Missing/Zero Byte[edit]

If there's a specific byte that is being "lost", i.e. the whole byte shows up as zero then that might be indicative of an issue with your DQS lines.

• In particular, you might check the skew report to ensure DQS meets all the requirements. You might also want to look at signal integrity, perhaps through a high quality scope and/or use of IBIS models for simulation.
• Most newer devices (e.g. devices capable of supporting DDR3) have ability to tune the DQS timing. If you've not already performed the leveling/training to determine the optimal values then that would be a good next step as that will adjust the DQS timing.

Data Changing Everywhere![edit]

This is likely a configuration issue, i.e. double check the DDR data sheet against your configuration. You likely have a mismatch with respect to number of banks, column address bits, etc.

The other signature of this mismatch is that you see repeated data- for example; the data at offset 0 matches the data at offset 256, 1 matches 257, 2, matches 258... and so on. If the offset between repeated patterns (256 in this example) is LESS than the row length of your DDR interface (that is, (2^^# of column addresses)*bus_width_in_bytes); then this is most certainly the issue. If the offset is GREATER THAN or EQUAL to the row length; then the issue could still be in this configuration, but may also point to a subtle timing issue with regards to the lower address bits (A0, A1); which would be used address adjacent rows of the DDR.

Failures at temperature extremes[edit]

There could be multiple contributors:

1. At high temp, make sure you are still within the specified temperature range of the DDR. At some temperatures you need to double the refresh rate (please refer to DDR data manual).
2. This could relate to marginal timings/layout since timings will vary with temperature.
3. This could be related to a PLL. Verify that you observe the expected DDR clock frequency. Temperature extremes can cause a PLL to lose lock if for example it was configured out of spec (intermediate frequency not in spec, etc.) or if there's an issue with the PLL power supply.
4. Power is always a suspect for any kind of DDR issues. Verify all relevant supplies are within spec during a failing scenario (e.g. PLL supply, CORE/EMIF supply, VDDS_DDR, VREF, etc.).

32-bit accesses work, but 8-bit accesses fail[edit]

This can happen if your DQS lines are swapped. Make sure they connect to the appropriate data lane.

Read Failures[edit]

Often times read failures occur due to signal integrity issues. This often is the case on DDR2 and later memories where On-Die Termination (ODT) has not been properly configured on the processor. ODT needs to be configured for both the DDR and the processor. The configuration for the DDR is specified in the SDRAM_CONFIG register of the EMIF. There is a separate register that can be a DDR PHY control register or sometimes a control register to configure ODT for the processor.

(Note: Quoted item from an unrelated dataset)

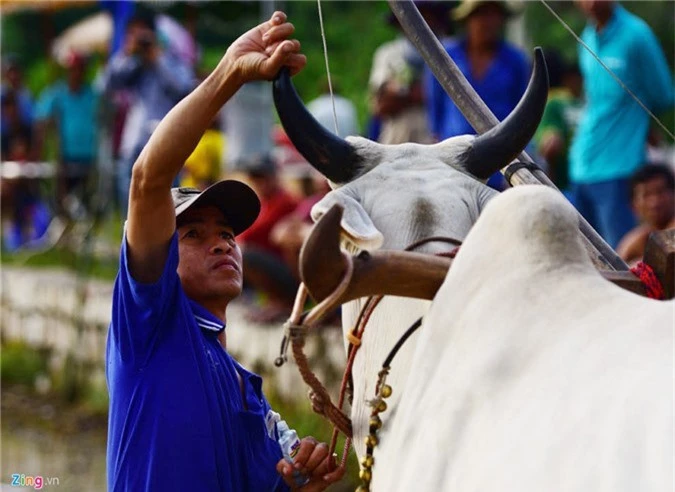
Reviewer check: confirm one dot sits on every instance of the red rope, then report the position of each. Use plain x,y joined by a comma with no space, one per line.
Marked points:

First access of a burst is garbage[edit]

This is often indicative of an issue related to DQS timing. At the hardware level you may want to check the flight times of the DQS and data signals to make sure the skew is within spec.

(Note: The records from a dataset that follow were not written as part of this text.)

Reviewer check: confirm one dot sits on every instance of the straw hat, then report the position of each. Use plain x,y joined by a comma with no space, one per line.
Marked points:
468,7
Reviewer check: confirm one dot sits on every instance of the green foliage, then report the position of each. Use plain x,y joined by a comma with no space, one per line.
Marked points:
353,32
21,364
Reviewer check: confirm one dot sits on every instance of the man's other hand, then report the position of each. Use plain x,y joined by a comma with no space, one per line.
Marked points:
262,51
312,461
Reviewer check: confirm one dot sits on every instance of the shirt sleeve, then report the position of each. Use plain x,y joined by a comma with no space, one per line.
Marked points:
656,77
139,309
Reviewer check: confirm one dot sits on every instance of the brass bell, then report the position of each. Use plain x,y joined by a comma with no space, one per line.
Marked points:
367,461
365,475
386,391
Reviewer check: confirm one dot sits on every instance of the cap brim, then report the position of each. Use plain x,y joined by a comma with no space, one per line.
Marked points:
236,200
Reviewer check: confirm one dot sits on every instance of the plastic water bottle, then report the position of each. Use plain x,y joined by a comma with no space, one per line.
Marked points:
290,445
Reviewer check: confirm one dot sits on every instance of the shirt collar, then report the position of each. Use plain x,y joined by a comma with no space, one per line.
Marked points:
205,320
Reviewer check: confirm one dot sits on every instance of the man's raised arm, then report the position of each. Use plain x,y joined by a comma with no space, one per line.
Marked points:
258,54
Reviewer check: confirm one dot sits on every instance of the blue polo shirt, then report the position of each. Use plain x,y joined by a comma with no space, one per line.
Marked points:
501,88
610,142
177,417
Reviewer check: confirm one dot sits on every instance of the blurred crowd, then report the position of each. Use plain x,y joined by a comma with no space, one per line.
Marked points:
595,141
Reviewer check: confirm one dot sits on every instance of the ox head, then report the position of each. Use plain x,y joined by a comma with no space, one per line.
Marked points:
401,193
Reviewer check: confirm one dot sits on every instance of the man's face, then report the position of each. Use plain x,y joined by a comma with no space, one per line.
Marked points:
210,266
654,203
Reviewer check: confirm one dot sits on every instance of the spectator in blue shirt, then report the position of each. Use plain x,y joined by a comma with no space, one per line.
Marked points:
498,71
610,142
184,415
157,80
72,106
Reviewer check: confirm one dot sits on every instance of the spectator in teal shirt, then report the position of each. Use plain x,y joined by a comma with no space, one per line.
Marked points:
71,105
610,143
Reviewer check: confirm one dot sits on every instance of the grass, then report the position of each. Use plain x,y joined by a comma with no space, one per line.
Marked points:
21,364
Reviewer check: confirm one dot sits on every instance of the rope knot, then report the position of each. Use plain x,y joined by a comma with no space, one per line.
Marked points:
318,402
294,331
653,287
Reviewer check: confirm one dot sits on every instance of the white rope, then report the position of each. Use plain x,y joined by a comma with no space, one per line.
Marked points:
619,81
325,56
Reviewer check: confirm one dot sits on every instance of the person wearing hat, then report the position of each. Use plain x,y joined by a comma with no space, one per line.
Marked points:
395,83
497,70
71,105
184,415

This can also be related to the internal timings of the DDR PHY. The "read latency" field of the DDR PHY Control Register can be increased by 1 to provide more margin. Side note: this "read latency" field is related to the PHY itself and is not related to the JEDEC "read latency (RL)" from the DDR specifications. Here is some additional info on this field:

• The read latency in DDR_PHY_CTRL_1 is for the DDR PHY. This should not be confused with the RL in the DDR device datasheet. Both of these are different.
• Read latency of DDR PHY is used to transfer the read data from the DQS clock domain to its internal clock domain. The DDR PHY has a pseudo-synchronous FIFO that transfers read data from the DQS clock domain to its internal clock domain. The DDR PHY read latency defines how long the DDR PHY should wait before reading the FIFO using internal clock, after it has been written by the DQS clock during reads. The DDR PHY read latency number is defined by the round-trip latency of the system (IO delay + board delay + CL).
• Therefore, changing DDR PHY read latency will not impact any waveforms observed on the DDR bus. It is strictly an internal timing for data transfer from DQS domain to DDR PHY clock domain.